Baroque was front and center as far as trends go, especially in interiors on display, and gaining considerable momentum since the first straws in the wind signaled this direction roughly two years ago. By avoiding religious symbolism so widespread during this period, the style has found its groove in elaborately gilded carvings on furniture, mirrors and accessories, and in richly embellished textiles reminiscent of the bejeweled costumes and lavish interiors bathed in rich and moody colors as they appear in period paintings.
In textiles, some of the eye-catching designs bearing out the return to luxury and period styles, especially in bedding, decorative pillows and upholstery included:
• Return of large scale damasks, jacquards, brocades and luminous silks;
• Velvet crowding out linen this time as most important solid;
• Tapestry and needlepoint looks re-emerging;
• Foulards, a reminder of smoking jackets and silk robes worn at the Fin de Sciecle;
• Pattern on pattern, an Edwardian return in mini wovens and prints;
• Paisleys in strong rebound;
• Heavy use of metallics: gold, silver, pewter, rose colored copper yarns;
• Embellishments, including embroideries, appliqués, feather and lace trims and surface mounted pearls and precious stones (imitation);
• Contrast piping and button tufting seen often on curvaceous upholstery pieces;
• Animal skins: boat loads of fur, often real, along with snake skin and ostrich, shagreen, butter s oft leathers and suedes - all predictable and timeless companions to luxury;
• Not quite ready for prime time but coming soon: print and woven renditions of minerals and semi-precious stones.

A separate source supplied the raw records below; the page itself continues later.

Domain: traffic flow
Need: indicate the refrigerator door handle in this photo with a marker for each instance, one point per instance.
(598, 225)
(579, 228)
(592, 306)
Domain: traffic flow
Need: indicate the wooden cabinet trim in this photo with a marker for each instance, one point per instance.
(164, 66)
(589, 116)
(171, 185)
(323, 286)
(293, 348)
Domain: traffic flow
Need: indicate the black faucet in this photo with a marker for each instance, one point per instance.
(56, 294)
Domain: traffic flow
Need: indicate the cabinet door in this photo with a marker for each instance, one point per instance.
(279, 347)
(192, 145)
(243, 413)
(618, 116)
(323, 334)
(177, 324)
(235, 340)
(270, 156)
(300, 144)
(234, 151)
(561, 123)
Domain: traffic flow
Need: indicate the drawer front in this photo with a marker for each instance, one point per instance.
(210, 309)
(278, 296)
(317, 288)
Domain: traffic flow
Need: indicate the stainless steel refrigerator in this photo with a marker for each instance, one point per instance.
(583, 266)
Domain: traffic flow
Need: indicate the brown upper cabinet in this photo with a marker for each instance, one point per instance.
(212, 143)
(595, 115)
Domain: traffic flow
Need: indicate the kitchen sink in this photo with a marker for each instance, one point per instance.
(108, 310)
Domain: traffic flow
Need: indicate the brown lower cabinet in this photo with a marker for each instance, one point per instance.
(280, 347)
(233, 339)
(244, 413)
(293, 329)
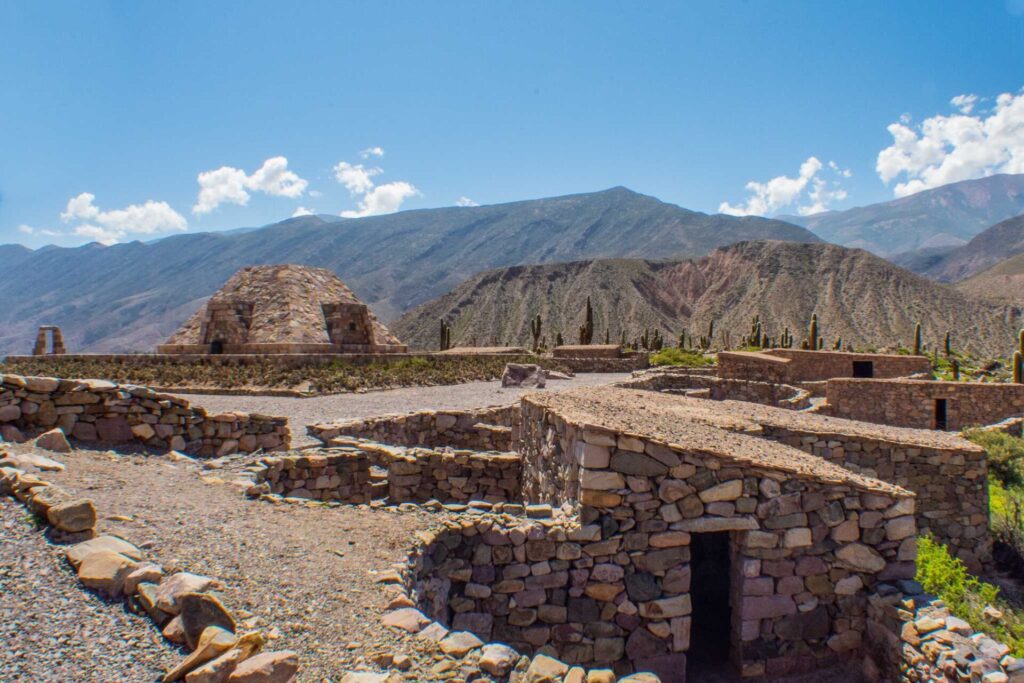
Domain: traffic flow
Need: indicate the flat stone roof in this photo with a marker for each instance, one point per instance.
(669, 420)
(723, 413)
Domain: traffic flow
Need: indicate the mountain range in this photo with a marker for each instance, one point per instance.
(943, 217)
(859, 297)
(129, 297)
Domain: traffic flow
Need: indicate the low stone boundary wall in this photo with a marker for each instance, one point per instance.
(911, 636)
(495, 428)
(182, 605)
(768, 393)
(100, 412)
(599, 365)
(410, 475)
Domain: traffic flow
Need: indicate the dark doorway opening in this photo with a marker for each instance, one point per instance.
(710, 587)
(863, 370)
(941, 420)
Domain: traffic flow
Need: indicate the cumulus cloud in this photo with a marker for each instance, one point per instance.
(355, 177)
(112, 226)
(971, 143)
(374, 199)
(383, 199)
(232, 185)
(808, 191)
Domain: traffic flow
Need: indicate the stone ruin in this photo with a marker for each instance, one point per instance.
(55, 346)
(283, 309)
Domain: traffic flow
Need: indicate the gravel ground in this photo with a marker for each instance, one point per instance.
(302, 412)
(53, 631)
(306, 573)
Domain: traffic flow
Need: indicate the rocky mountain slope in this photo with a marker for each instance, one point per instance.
(857, 296)
(131, 296)
(986, 250)
(946, 216)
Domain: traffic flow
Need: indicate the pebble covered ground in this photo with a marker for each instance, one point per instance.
(302, 412)
(51, 630)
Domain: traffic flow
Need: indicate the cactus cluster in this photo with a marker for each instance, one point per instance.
(445, 336)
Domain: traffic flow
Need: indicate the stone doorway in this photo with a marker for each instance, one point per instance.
(711, 632)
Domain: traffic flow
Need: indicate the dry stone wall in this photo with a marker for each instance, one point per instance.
(495, 428)
(616, 586)
(913, 402)
(100, 412)
(790, 366)
(360, 471)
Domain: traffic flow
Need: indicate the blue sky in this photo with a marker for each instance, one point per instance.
(130, 101)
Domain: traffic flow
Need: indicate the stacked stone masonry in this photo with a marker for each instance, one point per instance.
(916, 402)
(100, 412)
(495, 428)
(358, 471)
(806, 539)
(791, 367)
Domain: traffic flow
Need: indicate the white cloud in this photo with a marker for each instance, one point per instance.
(374, 199)
(808, 193)
(383, 199)
(960, 146)
(232, 185)
(355, 177)
(112, 226)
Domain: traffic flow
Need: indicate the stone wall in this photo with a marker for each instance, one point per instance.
(360, 471)
(495, 428)
(912, 402)
(99, 412)
(951, 483)
(680, 381)
(788, 366)
(806, 539)
(911, 636)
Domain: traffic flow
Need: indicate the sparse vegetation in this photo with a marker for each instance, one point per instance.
(969, 597)
(335, 377)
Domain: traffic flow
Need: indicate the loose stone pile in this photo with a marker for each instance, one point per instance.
(495, 428)
(912, 637)
(184, 605)
(357, 471)
(96, 411)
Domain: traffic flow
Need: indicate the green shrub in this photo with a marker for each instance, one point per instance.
(1006, 455)
(681, 357)
(967, 596)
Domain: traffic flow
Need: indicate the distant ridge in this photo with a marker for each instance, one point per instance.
(132, 296)
(857, 296)
(946, 216)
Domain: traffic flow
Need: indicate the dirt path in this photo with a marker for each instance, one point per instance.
(307, 574)
(302, 412)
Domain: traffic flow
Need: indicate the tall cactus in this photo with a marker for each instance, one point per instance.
(587, 329)
(444, 336)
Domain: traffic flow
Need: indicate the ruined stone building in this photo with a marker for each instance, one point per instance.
(283, 309)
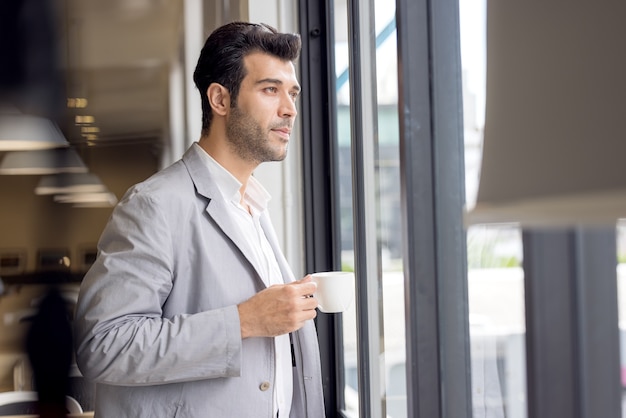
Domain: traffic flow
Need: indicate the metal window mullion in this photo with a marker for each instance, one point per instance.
(572, 332)
(363, 126)
(431, 167)
(320, 189)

Luxury was not just skin deep. It drew on long practiced techniques, crafts and almost forgotten skills. The touch of hand is once again an appreciated and important ingredient signaling demand for intrinsic quality of materials and workmanship used in creating objects and furnishings. The only modern technique contributing to "process": digitally created prints.

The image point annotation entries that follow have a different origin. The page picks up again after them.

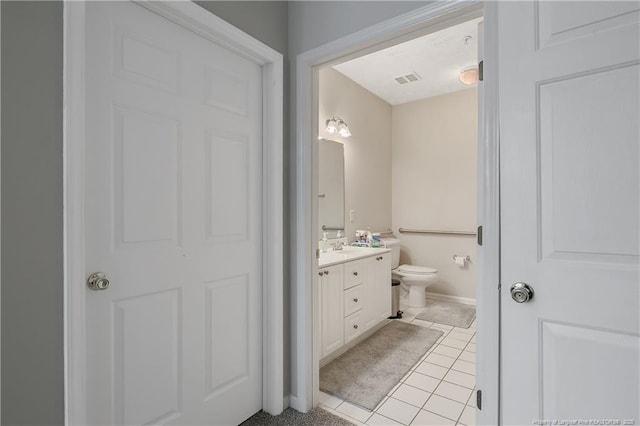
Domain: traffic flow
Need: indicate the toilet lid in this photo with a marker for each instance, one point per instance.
(413, 269)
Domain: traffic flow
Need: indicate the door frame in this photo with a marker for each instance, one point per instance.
(205, 24)
(305, 376)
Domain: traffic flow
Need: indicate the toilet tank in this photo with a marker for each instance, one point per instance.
(394, 245)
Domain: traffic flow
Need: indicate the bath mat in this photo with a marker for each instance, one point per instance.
(449, 313)
(367, 372)
(290, 417)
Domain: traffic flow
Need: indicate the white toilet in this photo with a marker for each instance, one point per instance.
(414, 278)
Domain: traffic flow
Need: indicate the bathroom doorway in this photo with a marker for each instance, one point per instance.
(406, 133)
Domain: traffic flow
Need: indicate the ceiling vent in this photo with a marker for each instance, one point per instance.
(409, 78)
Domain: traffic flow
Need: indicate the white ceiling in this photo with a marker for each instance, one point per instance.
(437, 58)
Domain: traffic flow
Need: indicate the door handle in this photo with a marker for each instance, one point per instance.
(521, 292)
(98, 281)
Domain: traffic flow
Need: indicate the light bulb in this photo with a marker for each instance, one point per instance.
(332, 126)
(343, 129)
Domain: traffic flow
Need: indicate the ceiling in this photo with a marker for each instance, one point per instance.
(436, 58)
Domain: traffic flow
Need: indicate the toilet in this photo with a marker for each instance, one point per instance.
(415, 279)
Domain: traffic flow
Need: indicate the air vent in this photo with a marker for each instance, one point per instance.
(409, 78)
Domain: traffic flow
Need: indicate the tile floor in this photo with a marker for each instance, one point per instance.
(439, 389)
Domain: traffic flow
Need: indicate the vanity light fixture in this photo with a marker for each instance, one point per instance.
(336, 125)
(468, 76)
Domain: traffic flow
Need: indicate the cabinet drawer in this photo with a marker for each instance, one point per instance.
(353, 299)
(353, 273)
(353, 326)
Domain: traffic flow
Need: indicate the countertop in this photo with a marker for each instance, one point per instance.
(348, 253)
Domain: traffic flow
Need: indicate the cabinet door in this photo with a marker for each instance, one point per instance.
(382, 286)
(331, 309)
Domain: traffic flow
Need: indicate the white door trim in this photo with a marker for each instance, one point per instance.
(209, 26)
(305, 321)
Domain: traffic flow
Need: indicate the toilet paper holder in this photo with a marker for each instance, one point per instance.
(467, 258)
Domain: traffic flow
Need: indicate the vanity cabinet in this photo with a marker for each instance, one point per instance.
(331, 308)
(378, 295)
(354, 296)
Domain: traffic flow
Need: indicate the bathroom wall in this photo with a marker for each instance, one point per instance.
(434, 185)
(367, 153)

This is a buzzword you will hear more of. It is nature's way of changing the perception of color. Chiaroscuro originally described the effects of deterioration and decay on surfaces exposed to the ravages of inclement weather, with frequent reference to the once beautiful colors but fading architecture of Venice. Today we try to reproduce the resulting patina with aging techniques emulating chiaroscuro in home textiles, furniture and decorative objects.
The Surprise Comeback of Black
The ferocity with which black re-emerged as the lead color for all of the above came as a shock. Not that black was ever absent from the scene or comes as a new invention. The color (or neutral, if you prefer) has had its star turns in both apparel and home furnishings more than once.
What makes black especially interesting this time around is that it is interjecting itself into other colors by shading them into a new darker color palette to result in near black, such as blackened purple, shaded ruby red, blackened emerald, midnight blue, blackened gunmetal grays and, finally, black on black.
This color trend is only beginning but will accelerate as the pendulum swings away from the brights into new depths appropriate to and dramatizing period revivals.
Continuing and proliferating: Brights
Notwithstanding where color is headed from here, color now still relies on the neon power of fuchsias, bright purples, turquoise into teals and true blues, and acidic greens, but broadening out into leafy jungle greens and dipping into emerald, Citrusy yellows in zesty contrast to grays or lively companions to other brights often combined in patchwork designs.
They show no sign of dimming down. The brights also remain popular companions to ongoing Modern and Asian designs. The latter manage to look both ancient and modern at the same time. Neither style is destined for the dustbin, but didn't get as much attention at Maison & Objet as in previous seasons because of the strong re-emergence of Tradition.